Товарищи! Я хотел сказать несколько слов об основах той политики, которую нынче взяла партия в отношении крестьянства. Особо важное значение вопроса о крестьянстве в данный момент не подлежит сомнению. Многие даже, увлекаясь, говорят, что наступила новая эра – эра крестьянства. Иные стали понимать лозунг «лицом к деревне» как лозунг, говорящий о том, что надо повернуться спиной к городу. Некоторые договорились даже до политического нэпа. Это, конечно, пустяки. Все это, конечно, увлечение. Если отвлечься, однако, от этих увлечений, то остается одно, а именно то, что вопрос о крестьянстве в данный момент, именно теперь, приобретает особо важное значение.
Почему? Откуда это?
Имеются к этому две причины. Я говорю об основных причинах.
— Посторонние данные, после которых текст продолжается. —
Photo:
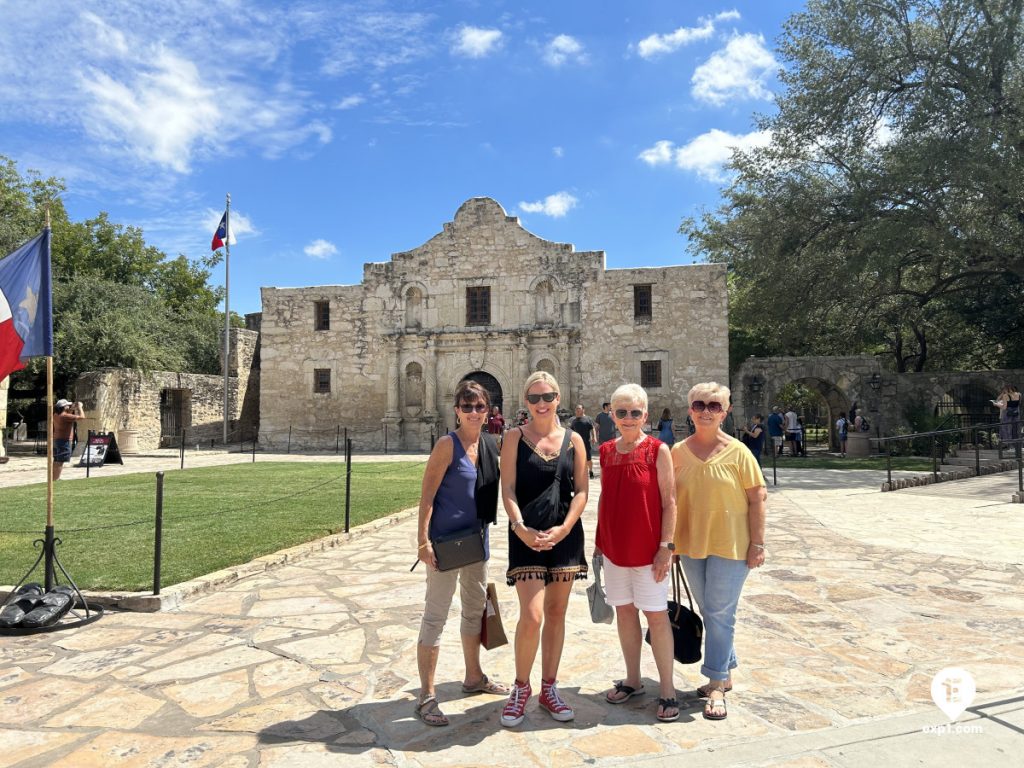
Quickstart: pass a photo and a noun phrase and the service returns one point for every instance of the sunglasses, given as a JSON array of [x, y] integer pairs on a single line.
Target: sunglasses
[[532, 399], [699, 406], [622, 413]]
Первая причина того, что крестьянский вопрос возымел у нас в данный момент особенно важное значение, состоит в том, что из союзников советской власти, из всех имеющихся основных союзников пролетариата, – а таких, по-моему, четыре, – крестьянство является единственным союзником, который может теперь же оказать нашей революции прямую помощь. Речь идет о прямой помощи именно теперь, в данный момент. Все остальные союзники, имея за собой великое будущее и представляя величайший резерв нашей революции, все же, к сожалению, теперь прямой помощи нашей власти, нашему государству оказать не в силах.